Яценко приходит в себя уже в хатёнке, на широкой лавке. Ему хочется умереть, чтобы спастись от боли. Но боль притупляется. То ли вследствие молитвы старой прислужницы, то ли просто пан Бог посылает милость... Затем — море времени. Обо всём передумаешь. Нажил такую прорву денег, что она никому и не приснится, — горе из-за богатства. Сперва у хозяина сжималось сердце, когда чужинские ботфорты, забрызганные грязью, топтали сверкающий каменный пол. Мощных лошадей вояки привязывают к покрытым золотом дверным ручкам, за которые плачены огромные деньги заграничным купцам, потому что деланы они мастерами даже не в Польше, а где-то ещё дальше. А сейчас... Дай, Господи, пожить на свете, не укороти жизни. Воля Твоя...
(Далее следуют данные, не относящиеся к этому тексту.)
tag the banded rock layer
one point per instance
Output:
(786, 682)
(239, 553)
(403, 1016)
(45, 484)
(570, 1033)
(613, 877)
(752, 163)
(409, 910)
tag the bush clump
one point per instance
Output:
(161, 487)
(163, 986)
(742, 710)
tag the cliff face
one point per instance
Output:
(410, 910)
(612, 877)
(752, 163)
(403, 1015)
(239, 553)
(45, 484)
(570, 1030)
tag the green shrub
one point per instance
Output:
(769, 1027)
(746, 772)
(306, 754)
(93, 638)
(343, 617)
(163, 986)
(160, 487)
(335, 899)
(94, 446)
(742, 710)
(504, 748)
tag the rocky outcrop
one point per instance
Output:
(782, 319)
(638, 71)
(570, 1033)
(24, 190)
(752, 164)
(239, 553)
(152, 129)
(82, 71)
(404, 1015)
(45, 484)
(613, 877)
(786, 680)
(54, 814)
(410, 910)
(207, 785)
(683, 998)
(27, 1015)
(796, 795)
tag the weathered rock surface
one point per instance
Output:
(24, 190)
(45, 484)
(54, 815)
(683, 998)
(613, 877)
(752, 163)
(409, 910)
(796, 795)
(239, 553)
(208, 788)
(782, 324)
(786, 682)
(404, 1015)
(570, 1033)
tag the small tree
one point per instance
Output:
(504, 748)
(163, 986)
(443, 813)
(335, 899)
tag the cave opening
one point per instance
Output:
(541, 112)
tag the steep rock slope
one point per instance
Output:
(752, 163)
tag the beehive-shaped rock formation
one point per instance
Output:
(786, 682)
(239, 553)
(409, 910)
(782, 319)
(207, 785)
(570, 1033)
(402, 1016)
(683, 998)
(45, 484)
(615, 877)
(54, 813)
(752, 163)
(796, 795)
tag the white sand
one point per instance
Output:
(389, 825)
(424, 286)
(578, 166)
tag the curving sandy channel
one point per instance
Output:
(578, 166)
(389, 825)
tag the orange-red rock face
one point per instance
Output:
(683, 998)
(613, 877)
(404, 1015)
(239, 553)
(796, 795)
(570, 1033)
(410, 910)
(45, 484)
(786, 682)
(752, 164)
В хатёнке прежде жили работные люди. Они разбрелись по миру, не закончив пышного малевания, не сделав много какой работы. Ой, подумать, какую правду говорил Иван Журба, отбивая от намерения строить дом. Хозяин заперт. Не заметил, как в Гадяч вступили шведы и мазепинцы. Оказалось, Онисько — сам ярый мазепинец. Как и его приятель Гусак. Онисько троекратно усилил стражу — в ней вечно пьяные сердюки. Узнику можно только ходить по двору. Таков приказ. Когда Мазепа приезжал в Гадяч, то в этом дворе Онисько давал обед. Двор наполняли сердюки. Среди многочисленных карет была и покрытая гербами — гетманская... Двумя рядами теснились шведские всадники. Думалось, Мазепа вспомнит о хозяине подворья. Или кто из купцов. Старая служанка рассказывает, что в город наехало много неизвестных гендляров. Всё торговое дело в их руках. Значит, нет и теперь у гетмана доброй силы?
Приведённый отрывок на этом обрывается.